There has been much controversy in recent days over comments made during hearings of the Oireachtas Committee on International Surrogacy, but what exactly is the committee considering and why is it contentious?
What are the laws in Ireland around surrogacy?
Surrogacy in Ireland, whether altruistic or commercial, is unregulated. Most surrogacies are undertaken abroad through commercial arrangements, often in Ukraine but also in Canada and the US.
Will this lack of regulation be addressed?
The Oireachtas is considering an Assisted Human Reproduction (AHR) Bill, where it is hoped the area of surrogacy can be legislated for. The area of international commercial surrogacy has proven complex, however, and so the Oireachtas Committee on International Surrogacy was set up and given three months to come up with proposals.
What are the key issues?
There is currently no route to legal parentage for an intending mother, even if she provided the egg to the surrogate. This is because in Irish law motherhood is based on birth rather than genetics. While there is a route to guardianship for parents, this ends at 18.
There are issues around inheritance, custody and family leave too. Under Irish law, a biological or genetic father can apply for a declaration of parentage, and then guardianship. With the father’s permission, the second parent may apply for guardianship when the child is two years old.
So what does this Bill propose?
The new legislation would set up a regulatory authority in Ireland and domestic surrogacy arrangements would be pre-approved here. A national surrogacy register would be set up so the child would have access to all of their birth information. A post-birth model of recognition would provide for legal parentage. The legislation would allow for altruistic surrogacy but would prohibit commercial surrogacy because of concerns in Government about exploitation.
What does it propose specifically about international surrogacy?
There are no plans in the Bill – at present – for international surrogacy. It is expected that the European Commission will later this year make proposals to ensure parenthood that is established in one member state is recognised in another, because of issues around travel, but this will likely be more about harmonising rules than harmonising laws. The special rapporteur for children Prof Conor O’Mahony has said that, ultimately, the Government cannot bury its head in the sand about international surrogacy and it must be addressed.

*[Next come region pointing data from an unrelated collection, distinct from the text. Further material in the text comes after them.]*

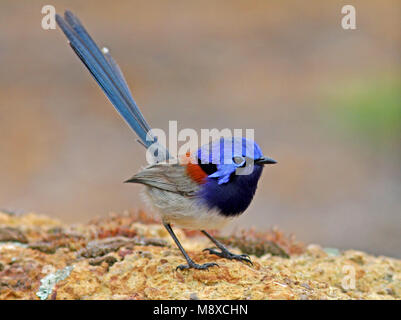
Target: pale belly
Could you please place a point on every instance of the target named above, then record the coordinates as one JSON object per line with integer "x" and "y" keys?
{"x": 183, "y": 211}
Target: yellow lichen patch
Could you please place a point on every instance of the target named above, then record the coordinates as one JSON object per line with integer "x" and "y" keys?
{"x": 126, "y": 259}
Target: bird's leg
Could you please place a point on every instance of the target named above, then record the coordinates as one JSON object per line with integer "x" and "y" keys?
{"x": 224, "y": 253}
{"x": 191, "y": 263}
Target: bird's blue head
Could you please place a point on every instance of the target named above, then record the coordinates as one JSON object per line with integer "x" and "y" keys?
{"x": 228, "y": 156}
{"x": 233, "y": 167}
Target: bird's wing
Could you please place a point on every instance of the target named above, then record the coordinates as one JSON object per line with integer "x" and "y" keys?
{"x": 168, "y": 177}
{"x": 107, "y": 74}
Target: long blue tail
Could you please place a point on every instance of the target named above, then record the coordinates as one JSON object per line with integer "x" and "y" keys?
{"x": 107, "y": 74}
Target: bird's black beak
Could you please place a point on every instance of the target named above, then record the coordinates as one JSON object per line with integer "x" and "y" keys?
{"x": 265, "y": 160}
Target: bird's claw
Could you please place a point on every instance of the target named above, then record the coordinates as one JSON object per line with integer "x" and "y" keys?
{"x": 193, "y": 265}
{"x": 228, "y": 255}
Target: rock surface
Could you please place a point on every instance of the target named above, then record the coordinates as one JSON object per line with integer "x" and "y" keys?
{"x": 131, "y": 256}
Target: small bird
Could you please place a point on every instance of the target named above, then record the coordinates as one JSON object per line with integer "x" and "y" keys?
{"x": 204, "y": 192}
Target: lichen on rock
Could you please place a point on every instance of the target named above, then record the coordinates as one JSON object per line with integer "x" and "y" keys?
{"x": 131, "y": 256}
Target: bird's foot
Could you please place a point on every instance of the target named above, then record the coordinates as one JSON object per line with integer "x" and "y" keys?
{"x": 228, "y": 255}
{"x": 193, "y": 265}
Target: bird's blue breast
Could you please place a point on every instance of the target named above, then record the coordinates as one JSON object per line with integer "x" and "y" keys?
{"x": 232, "y": 198}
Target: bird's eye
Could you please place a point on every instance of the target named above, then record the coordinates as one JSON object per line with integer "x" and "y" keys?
{"x": 238, "y": 160}
{"x": 208, "y": 168}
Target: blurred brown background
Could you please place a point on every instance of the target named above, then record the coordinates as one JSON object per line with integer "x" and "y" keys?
{"x": 325, "y": 102}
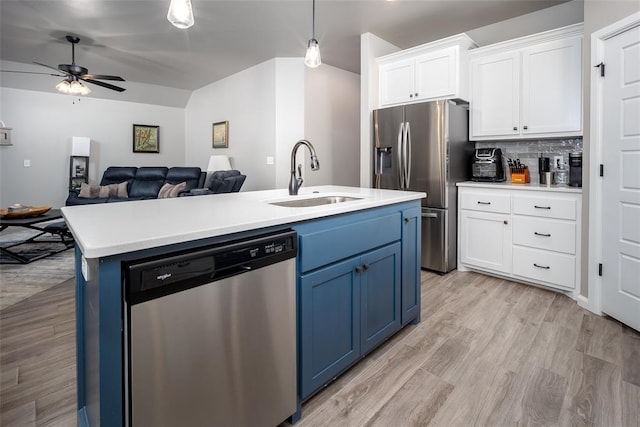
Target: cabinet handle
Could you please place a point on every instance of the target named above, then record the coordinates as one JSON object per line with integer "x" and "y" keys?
{"x": 541, "y": 234}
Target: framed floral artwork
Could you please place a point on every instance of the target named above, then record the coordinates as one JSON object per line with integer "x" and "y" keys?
{"x": 146, "y": 139}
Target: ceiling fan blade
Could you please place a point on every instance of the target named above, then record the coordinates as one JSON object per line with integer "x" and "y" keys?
{"x": 103, "y": 84}
{"x": 102, "y": 77}
{"x": 32, "y": 72}
{"x": 53, "y": 68}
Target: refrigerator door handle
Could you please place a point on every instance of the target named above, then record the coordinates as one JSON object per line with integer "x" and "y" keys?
{"x": 401, "y": 154}
{"x": 407, "y": 155}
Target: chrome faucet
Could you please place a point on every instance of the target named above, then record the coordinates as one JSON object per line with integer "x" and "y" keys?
{"x": 296, "y": 182}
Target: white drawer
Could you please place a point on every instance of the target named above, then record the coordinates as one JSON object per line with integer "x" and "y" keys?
{"x": 545, "y": 205}
{"x": 548, "y": 234}
{"x": 549, "y": 267}
{"x": 485, "y": 201}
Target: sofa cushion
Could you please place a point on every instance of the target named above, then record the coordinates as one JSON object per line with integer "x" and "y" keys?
{"x": 171, "y": 190}
{"x": 147, "y": 182}
{"x": 103, "y": 191}
{"x": 118, "y": 174}
{"x": 191, "y": 176}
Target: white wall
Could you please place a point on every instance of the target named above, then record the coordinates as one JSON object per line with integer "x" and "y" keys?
{"x": 371, "y": 47}
{"x": 331, "y": 123}
{"x": 43, "y": 124}
{"x": 247, "y": 101}
{"x": 290, "y": 114}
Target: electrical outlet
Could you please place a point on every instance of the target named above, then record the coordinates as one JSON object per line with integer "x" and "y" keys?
{"x": 557, "y": 159}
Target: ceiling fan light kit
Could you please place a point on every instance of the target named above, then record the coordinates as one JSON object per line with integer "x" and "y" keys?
{"x": 312, "y": 57}
{"x": 180, "y": 14}
{"x": 72, "y": 87}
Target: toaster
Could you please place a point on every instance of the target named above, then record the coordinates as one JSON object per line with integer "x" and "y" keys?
{"x": 487, "y": 165}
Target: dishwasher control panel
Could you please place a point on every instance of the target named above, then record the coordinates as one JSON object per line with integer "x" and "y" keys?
{"x": 165, "y": 274}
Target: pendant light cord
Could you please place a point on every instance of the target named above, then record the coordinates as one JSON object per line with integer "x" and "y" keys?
{"x": 313, "y": 20}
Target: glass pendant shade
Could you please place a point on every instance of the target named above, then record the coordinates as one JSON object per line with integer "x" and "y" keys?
{"x": 180, "y": 14}
{"x": 73, "y": 87}
{"x": 312, "y": 57}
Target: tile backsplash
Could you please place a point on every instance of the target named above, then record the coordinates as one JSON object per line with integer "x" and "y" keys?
{"x": 529, "y": 151}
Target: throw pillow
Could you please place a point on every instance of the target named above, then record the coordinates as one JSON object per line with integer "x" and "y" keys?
{"x": 91, "y": 191}
{"x": 171, "y": 190}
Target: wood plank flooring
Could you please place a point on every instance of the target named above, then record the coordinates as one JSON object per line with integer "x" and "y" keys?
{"x": 488, "y": 352}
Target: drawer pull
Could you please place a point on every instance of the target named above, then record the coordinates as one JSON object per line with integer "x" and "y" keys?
{"x": 541, "y": 234}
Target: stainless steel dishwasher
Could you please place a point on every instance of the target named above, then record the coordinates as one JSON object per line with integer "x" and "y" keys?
{"x": 210, "y": 335}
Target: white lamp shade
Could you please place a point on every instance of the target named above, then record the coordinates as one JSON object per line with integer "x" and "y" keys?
{"x": 81, "y": 146}
{"x": 218, "y": 163}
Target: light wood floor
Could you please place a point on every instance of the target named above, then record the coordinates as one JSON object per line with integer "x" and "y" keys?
{"x": 487, "y": 352}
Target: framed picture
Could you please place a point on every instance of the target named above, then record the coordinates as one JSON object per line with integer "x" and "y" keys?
{"x": 221, "y": 135}
{"x": 146, "y": 139}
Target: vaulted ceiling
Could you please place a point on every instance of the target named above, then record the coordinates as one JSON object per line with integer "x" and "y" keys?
{"x": 133, "y": 38}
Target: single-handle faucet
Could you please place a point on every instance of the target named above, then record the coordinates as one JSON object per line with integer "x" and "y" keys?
{"x": 296, "y": 182}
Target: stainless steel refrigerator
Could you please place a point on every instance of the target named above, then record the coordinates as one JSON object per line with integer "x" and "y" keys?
{"x": 425, "y": 147}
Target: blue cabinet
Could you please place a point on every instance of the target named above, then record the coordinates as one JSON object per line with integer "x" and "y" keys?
{"x": 411, "y": 256}
{"x": 358, "y": 284}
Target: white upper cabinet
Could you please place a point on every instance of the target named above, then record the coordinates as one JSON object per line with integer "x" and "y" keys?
{"x": 432, "y": 71}
{"x": 528, "y": 88}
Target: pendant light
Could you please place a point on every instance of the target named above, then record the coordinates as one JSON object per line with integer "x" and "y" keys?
{"x": 312, "y": 58}
{"x": 180, "y": 14}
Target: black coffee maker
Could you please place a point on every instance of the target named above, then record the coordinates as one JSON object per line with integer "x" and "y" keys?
{"x": 575, "y": 169}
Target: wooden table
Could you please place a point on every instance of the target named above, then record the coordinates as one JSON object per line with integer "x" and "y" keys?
{"x": 58, "y": 231}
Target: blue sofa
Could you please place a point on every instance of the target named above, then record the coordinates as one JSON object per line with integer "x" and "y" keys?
{"x": 142, "y": 183}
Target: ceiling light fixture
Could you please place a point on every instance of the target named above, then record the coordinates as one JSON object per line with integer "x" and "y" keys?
{"x": 71, "y": 86}
{"x": 180, "y": 14}
{"x": 312, "y": 58}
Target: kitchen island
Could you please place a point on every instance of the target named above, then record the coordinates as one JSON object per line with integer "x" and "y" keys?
{"x": 365, "y": 250}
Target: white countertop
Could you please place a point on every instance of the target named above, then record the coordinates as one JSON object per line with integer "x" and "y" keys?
{"x": 510, "y": 186}
{"x": 113, "y": 228}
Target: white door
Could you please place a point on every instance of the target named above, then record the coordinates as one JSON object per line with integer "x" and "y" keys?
{"x": 397, "y": 82}
{"x": 437, "y": 74}
{"x": 552, "y": 88}
{"x": 495, "y": 96}
{"x": 485, "y": 240}
{"x": 621, "y": 181}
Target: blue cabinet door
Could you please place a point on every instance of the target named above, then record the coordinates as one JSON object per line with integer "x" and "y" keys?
{"x": 379, "y": 295}
{"x": 329, "y": 324}
{"x": 410, "y": 288}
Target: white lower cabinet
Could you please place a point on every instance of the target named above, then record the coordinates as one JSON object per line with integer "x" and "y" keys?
{"x": 527, "y": 235}
{"x": 487, "y": 242}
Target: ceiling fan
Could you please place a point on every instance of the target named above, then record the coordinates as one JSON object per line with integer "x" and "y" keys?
{"x": 74, "y": 74}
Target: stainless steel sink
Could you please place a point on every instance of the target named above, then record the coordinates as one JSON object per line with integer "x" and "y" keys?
{"x": 315, "y": 201}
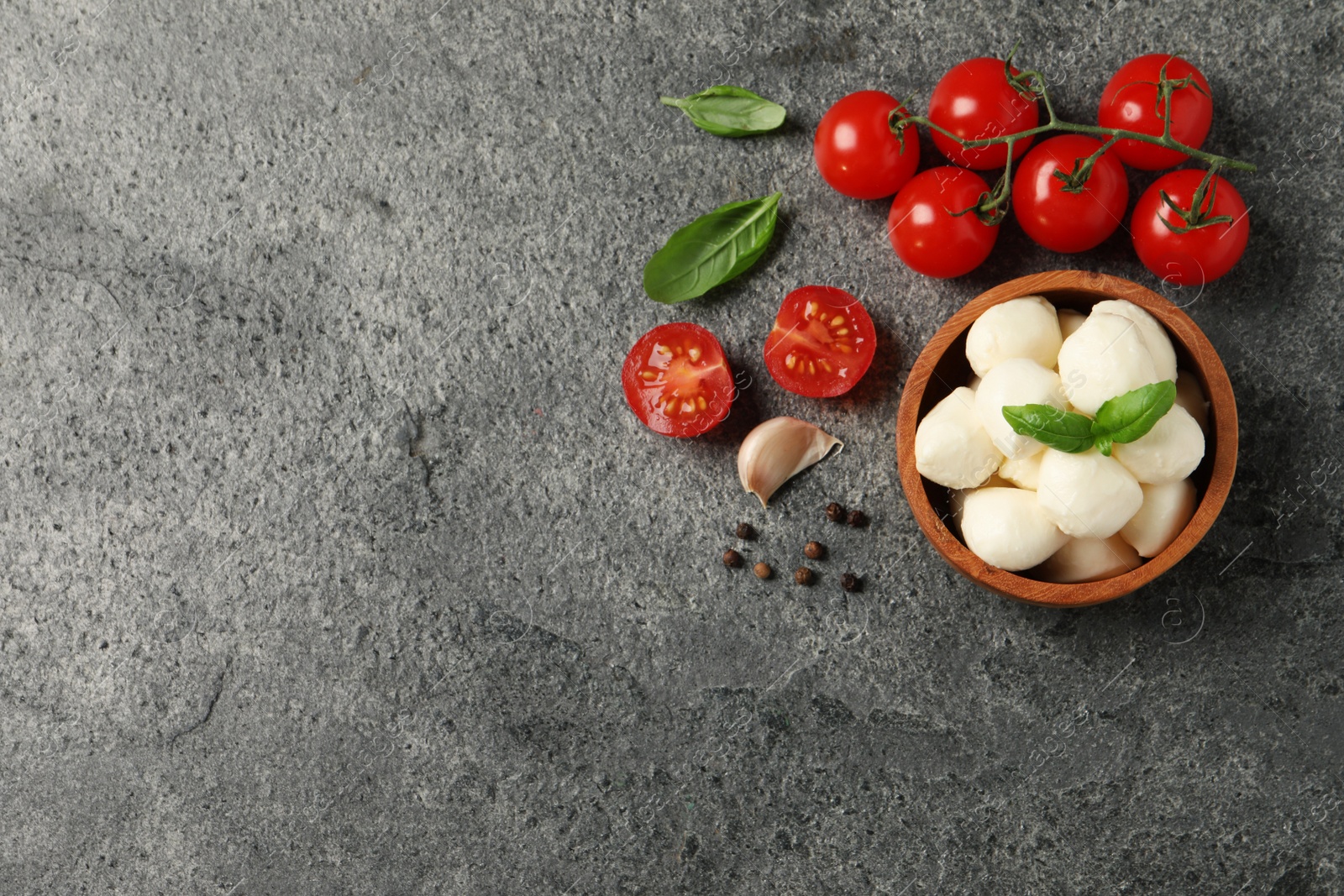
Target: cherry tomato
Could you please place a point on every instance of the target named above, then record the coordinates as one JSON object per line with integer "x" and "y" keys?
{"x": 678, "y": 380}
{"x": 1198, "y": 255}
{"x": 1063, "y": 221}
{"x": 822, "y": 344}
{"x": 857, "y": 152}
{"x": 976, "y": 101}
{"x": 1131, "y": 102}
{"x": 924, "y": 230}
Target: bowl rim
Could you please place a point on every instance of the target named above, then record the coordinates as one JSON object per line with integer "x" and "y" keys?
{"x": 1222, "y": 436}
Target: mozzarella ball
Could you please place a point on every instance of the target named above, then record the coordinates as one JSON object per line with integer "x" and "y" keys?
{"x": 1155, "y": 335}
{"x": 1167, "y": 510}
{"x": 1088, "y": 495}
{"x": 1189, "y": 396}
{"x": 1105, "y": 358}
{"x": 1005, "y": 528}
{"x": 952, "y": 448}
{"x": 958, "y": 497}
{"x": 1018, "y": 380}
{"x": 1167, "y": 453}
{"x": 1070, "y": 322}
{"x": 1018, "y": 328}
{"x": 1089, "y": 560}
{"x": 1021, "y": 472}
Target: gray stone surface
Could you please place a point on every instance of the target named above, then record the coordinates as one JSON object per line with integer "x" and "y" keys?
{"x": 333, "y": 562}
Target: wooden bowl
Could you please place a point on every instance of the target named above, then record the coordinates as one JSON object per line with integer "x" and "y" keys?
{"x": 942, "y": 365}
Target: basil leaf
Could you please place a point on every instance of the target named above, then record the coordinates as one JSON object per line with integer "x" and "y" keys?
{"x": 711, "y": 250}
{"x": 1133, "y": 414}
{"x": 1061, "y": 430}
{"x": 729, "y": 112}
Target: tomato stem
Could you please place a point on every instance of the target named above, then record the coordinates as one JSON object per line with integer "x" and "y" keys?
{"x": 1032, "y": 82}
{"x": 1198, "y": 215}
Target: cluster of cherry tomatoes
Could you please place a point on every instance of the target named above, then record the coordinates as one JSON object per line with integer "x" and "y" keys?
{"x": 944, "y": 221}
{"x": 676, "y": 378}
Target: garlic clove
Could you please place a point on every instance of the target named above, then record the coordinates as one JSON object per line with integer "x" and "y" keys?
{"x": 777, "y": 450}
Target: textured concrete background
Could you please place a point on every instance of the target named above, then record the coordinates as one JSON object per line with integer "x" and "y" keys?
{"x": 333, "y": 562}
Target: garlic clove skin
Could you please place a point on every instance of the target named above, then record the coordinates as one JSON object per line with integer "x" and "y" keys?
{"x": 777, "y": 450}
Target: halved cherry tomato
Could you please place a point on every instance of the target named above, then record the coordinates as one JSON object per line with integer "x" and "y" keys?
{"x": 1131, "y": 102}
{"x": 822, "y": 344}
{"x": 1198, "y": 255}
{"x": 1058, "y": 217}
{"x": 857, "y": 152}
{"x": 976, "y": 101}
{"x": 676, "y": 380}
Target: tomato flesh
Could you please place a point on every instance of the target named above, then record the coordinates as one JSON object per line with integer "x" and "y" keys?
{"x": 976, "y": 101}
{"x": 822, "y": 344}
{"x": 857, "y": 152}
{"x": 1063, "y": 221}
{"x": 1198, "y": 255}
{"x": 1129, "y": 102}
{"x": 678, "y": 380}
{"x": 925, "y": 230}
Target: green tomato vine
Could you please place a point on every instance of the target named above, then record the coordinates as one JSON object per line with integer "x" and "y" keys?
{"x": 1032, "y": 85}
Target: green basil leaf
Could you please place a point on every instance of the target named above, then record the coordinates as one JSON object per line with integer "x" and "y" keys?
{"x": 1061, "y": 430}
{"x": 711, "y": 250}
{"x": 1133, "y": 414}
{"x": 729, "y": 112}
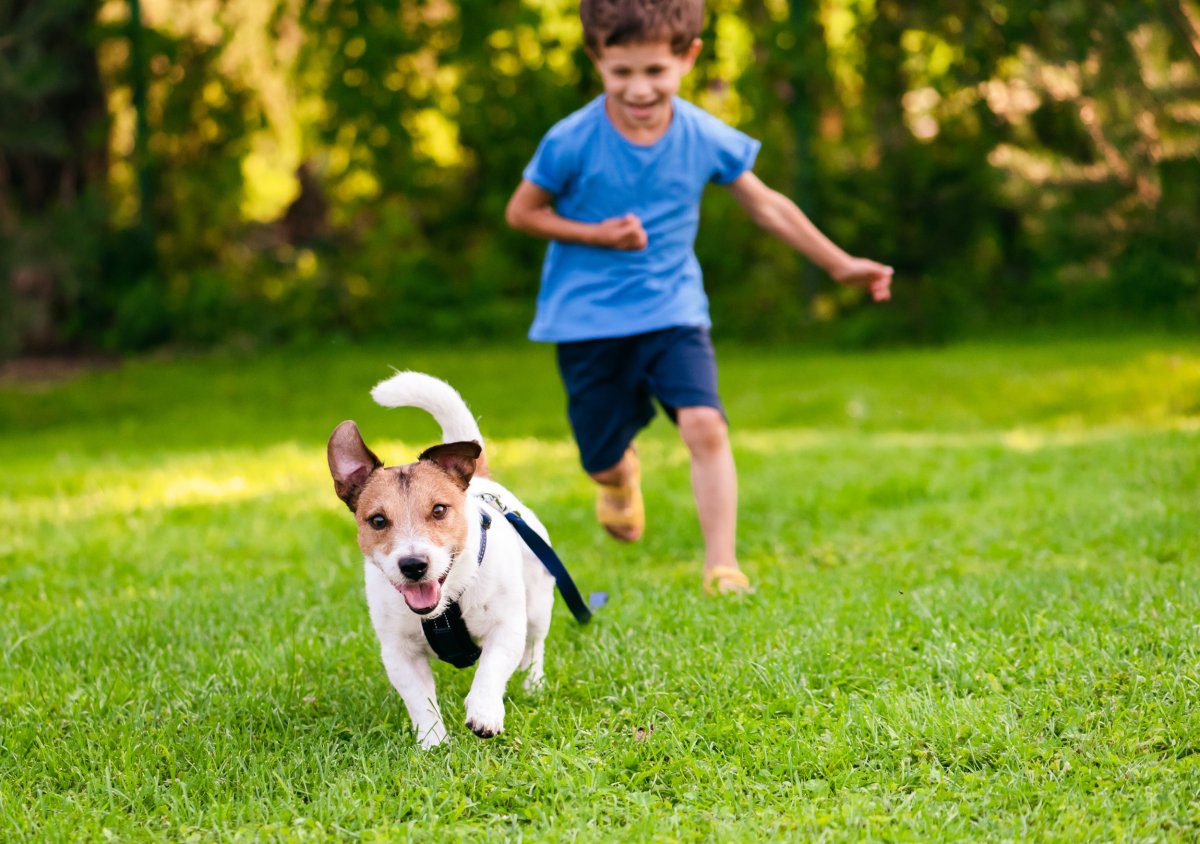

Did he have proposals for international surrogacy and the recognition of parentage?
Yes. He has proposed that the High Court, on foot of an application from intending parents, could grant a parental order and orders around nationality and citizenship where certain criteria are met.
Why doesn’t the Government just do this?
Officials in the Department of Justice fear that such a system could put undue pressure to recognise international surrogacy arrangements that don’t comply with safeguards and requirements. They also fear that recognising commercial surrogacy abroad would be a double standard when they plan to ban it at home.
So what are the options, ultimately?
This is the work of the committee but members have been told of a number of options.
The first is to maintain the status quo.
The second is to bring in legislation to give parental status to intending parents where the surrogacy happened in a country with the same planned requirements as Ireland – that would mean countries that only allow altruistic and non-commercial surrogacies. Given the prevalence of international commercial surrogacy, this option would apply to few people.
The third option is to legislate for parentage in international arrangements where surrogacy happened in countries that are pre-approved by the new AHR regulator. There would have to be a genetic link to one parent, protections for surrogates and access to birth information. The Minister could also set out in regulation what countries provide necessary safeguards.
The fourth option is to reduce the waiting time for guardianship for the second parent.
The fifth option is step adoption, which is unlikely to find favour.
The sixth option is to find some route to parentage for the intending mother, as this does not exist.
Yes. If the Government feels it may be a double standard to recognise international commercial surrogacies while banning it at home, they may have to take another look at the domestic plan. This may conflict with Government policy but in the interests of children, surrogates and intended parents, it is an area that may need closer examination.